Ferner werden PayPal-User ab dem Frühjahr 2021 die Kryptowährungen in ihren Wallets auch dafür nutzen können, um bei Onlineshops im PayPal-Checkout zu bezahlen.

Allerdings muss man hinzufügen, dass PayPal nicht „wirklich“ Kryptowährungen verkauft. Die User sind weder in der Lage, ihre privaten Schlüssel zu exportieren, noch die Coins auszuzahlen. Sie können lediglich hodlen, verkaufen und, ab 2021, im Internet damit bezahlen. Nicht einmal der Transfer zu anderen PayPal-Usern ist geplant. Damit verkauft PayPal keine Kryptowährungen, sondern lediglich ein Investmentprodukt, dessen Wert an Kryptowährungen gekoppelt ist, und das man wie einen Gutschein auch dazu nutzen kann, im Internet zu bezahlen – allerdings nur bei Shops, die auch PayPal benutzen.

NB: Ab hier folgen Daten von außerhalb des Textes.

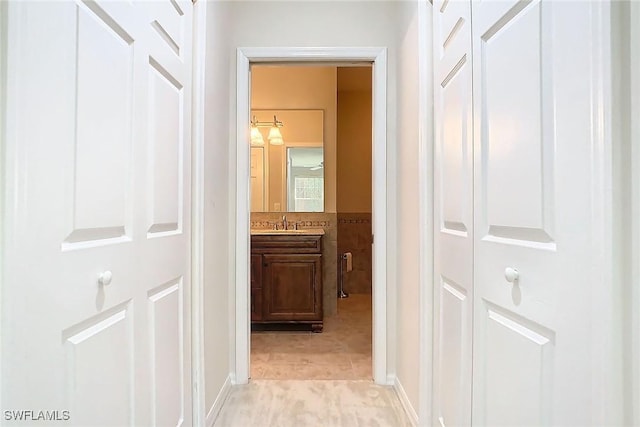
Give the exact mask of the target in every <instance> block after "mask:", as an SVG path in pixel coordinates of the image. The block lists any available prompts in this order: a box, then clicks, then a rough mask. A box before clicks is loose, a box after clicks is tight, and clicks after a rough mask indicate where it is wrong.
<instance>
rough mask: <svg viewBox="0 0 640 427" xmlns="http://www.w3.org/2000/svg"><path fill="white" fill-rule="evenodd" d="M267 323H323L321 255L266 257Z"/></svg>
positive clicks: (264, 269) (262, 284)
mask: <svg viewBox="0 0 640 427" xmlns="http://www.w3.org/2000/svg"><path fill="white" fill-rule="evenodd" d="M263 261H264V269H263V284H262V285H263V289H262V291H263V298H264V299H263V307H264V311H263V319H264V320H272V321H282V322H287V321H292V320H322V268H321V255H319V254H309V255H307V254H305V255H264V256H263Z"/></svg>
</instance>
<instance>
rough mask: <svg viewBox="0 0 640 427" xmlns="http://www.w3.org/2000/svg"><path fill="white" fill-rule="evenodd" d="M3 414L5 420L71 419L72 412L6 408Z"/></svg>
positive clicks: (49, 419)
mask: <svg viewBox="0 0 640 427" xmlns="http://www.w3.org/2000/svg"><path fill="white" fill-rule="evenodd" d="M3 414H4V420H5V421H69V420H70V419H71V414H70V412H69V411H67V410H62V411H59V410H51V411H48V410H45V411H37V410H32V409H28V410H24V409H21V410H5V411H4V413H3Z"/></svg>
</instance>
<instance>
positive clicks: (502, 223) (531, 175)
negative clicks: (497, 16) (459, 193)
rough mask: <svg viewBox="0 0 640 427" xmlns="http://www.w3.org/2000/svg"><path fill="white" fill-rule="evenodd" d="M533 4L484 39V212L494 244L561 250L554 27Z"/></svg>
mask: <svg viewBox="0 0 640 427" xmlns="http://www.w3.org/2000/svg"><path fill="white" fill-rule="evenodd" d="M525 5H526V3H524V2H523V3H518V4H516V6H515V7H514V8H512V9H510V10H509V12H508V13H507V14H506V15H505V16H504V17H502V18H501V19H499V20H498V21H497V22H496V23H495V24H494V25H492V26H491V27H490V28H489V29H488V30H487V31H486V32H485V33H484V34H483V35H482V36H481V37H480V40H479V43H480V44H481V46H480V52H481V55H480V57H479V58H478V59H477V60H478V61H479V62H480V64H479V69H481V70H482V72H483V74H482V76H481V77H482V78H481V80H480V85H481V87H480V88H479V93H481V94H482V95H480V96H482V100H483V103H484V105H483V106H484V115H483V121H482V122H480V123H479V126H481V132H482V137H483V138H482V141H481V146H480V150H481V151H480V153H479V155H480V156H481V158H482V170H483V171H486V173H485V174H483V178H484V182H482V185H481V187H480V188H481V193H480V194H479V197H480V199H481V200H482V206H483V207H484V209H483V210H482V211H480V212H478V213H479V214H481V215H482V214H484V215H483V216H484V218H483V219H484V221H485V222H484V223H483V228H482V229H481V230H482V231H483V232H484V231H485V230H486V228H485V227H488V231H487V235H486V236H485V238H486V239H489V240H495V239H498V240H499V241H500V242H502V243H506V242H505V240H504V239H508V241H509V243H512V244H523V245H534V246H540V245H543V246H546V247H548V248H550V249H553V244H552V242H553V238H552V236H551V235H550V233H551V232H552V231H551V226H552V224H551V223H550V222H551V218H552V212H551V209H552V207H553V206H552V205H553V202H552V200H551V196H552V195H553V193H552V190H553V169H554V164H553V146H554V137H553V127H554V123H553V120H554V115H553V109H554V106H553V91H552V90H551V89H552V84H549V83H551V82H552V76H551V75H550V71H551V68H550V67H546V68H545V65H546V63H544V62H543V61H542V60H541V46H542V43H543V42H547V41H548V40H545V37H547V36H545V35H544V34H545V30H547V31H548V29H547V28H543V25H541V24H540V23H541V19H542V16H541V14H542V7H541V4H540V3H538V2H533V3H531V4H529V5H528V6H525ZM543 22H544V25H547V22H546V20H545V21H543ZM545 54H547V55H548V53H547V51H546V50H545ZM545 86H546V87H545ZM543 112H544V114H543ZM505 183H517V185H504V184H505ZM545 187H546V188H545ZM545 190H546V191H545ZM476 231H477V232H480V230H476Z"/></svg>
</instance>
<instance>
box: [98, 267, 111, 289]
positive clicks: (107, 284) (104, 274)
mask: <svg viewBox="0 0 640 427" xmlns="http://www.w3.org/2000/svg"><path fill="white" fill-rule="evenodd" d="M112 278H113V274H112V273H111V272H110V271H109V270H107V271H105V272H103V273H100V274H98V283H100V284H101V285H102V286H107V285H108V284H109V283H111V279H112Z"/></svg>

Unter diesen Umständen ist anzunehmen, dass die Online-Shops auch nicht in der Lage sein werden, Zahlungen mit Kryptowährungen auf eigene Adressen anzunehmen, sondern nur für ihren Account. Auch dürfte es nicht möglich sein, mit der eigenen Wallet zu bezahlen, sondern lediglich mit dem PayPal-Account.

PayPal schließt also die Bitcoins und anderen Kryptowährungen im eigenen Ökosystem ein. Dies dürfte sowohl die regulatorische Situation in den USA entspannen, als auch PayPals Geschäftsinteressen entgegenkommen. Schließlich ist es nicht im Interesse des Unternehmens, sein Ökosystem zu öffnen.

PayPal wird damit zu dem, was Blockstreams Liquid, Lightning und jede andere Sidechain schon immer werden wollten: Eine „Second Layer“, die Bitcoin benutzt, aber nicht die Blockchain. Vermutlich wird PayPal die entsprechende Menge an Coins halten, aber es ist anzunehmen, dass die Transaktion bei einer Zahlung in einem Online-Shop nicht auf der Blockchain stattfindet, sondern in der Datenbank von PayPal.

Natürlich ist diese Sidechain von PayPal die intransparenteste, zentralisierteste und unfreieste Sidechain, die man sich vorstellen kann. Aller Wahrscheinlichkeit wird sie aber die mit himmelweitem Abstand erfolgreichste Sidechain werden und das Potenzial haben, Kryptowährungen auf hunderte von Millionen alltägliche, kommerzielle und fast gebührenfreie Transaktionen zu skalieren.

Den Markt beflügelt diese Aussicht natürlich. Die Preise von sowohl Bitcoin als auch Ether sind im Lauf der vergangenen 24 Stunden um knapp 5 Prozent gestiegen – Bitcoin überstieg kurz die 13.000-Dollar-Marke – während Bitcoin Cash um mehr als 6 Prozent zugelegt hat und Litecoin gar deutlich mehr als 10 Prozent.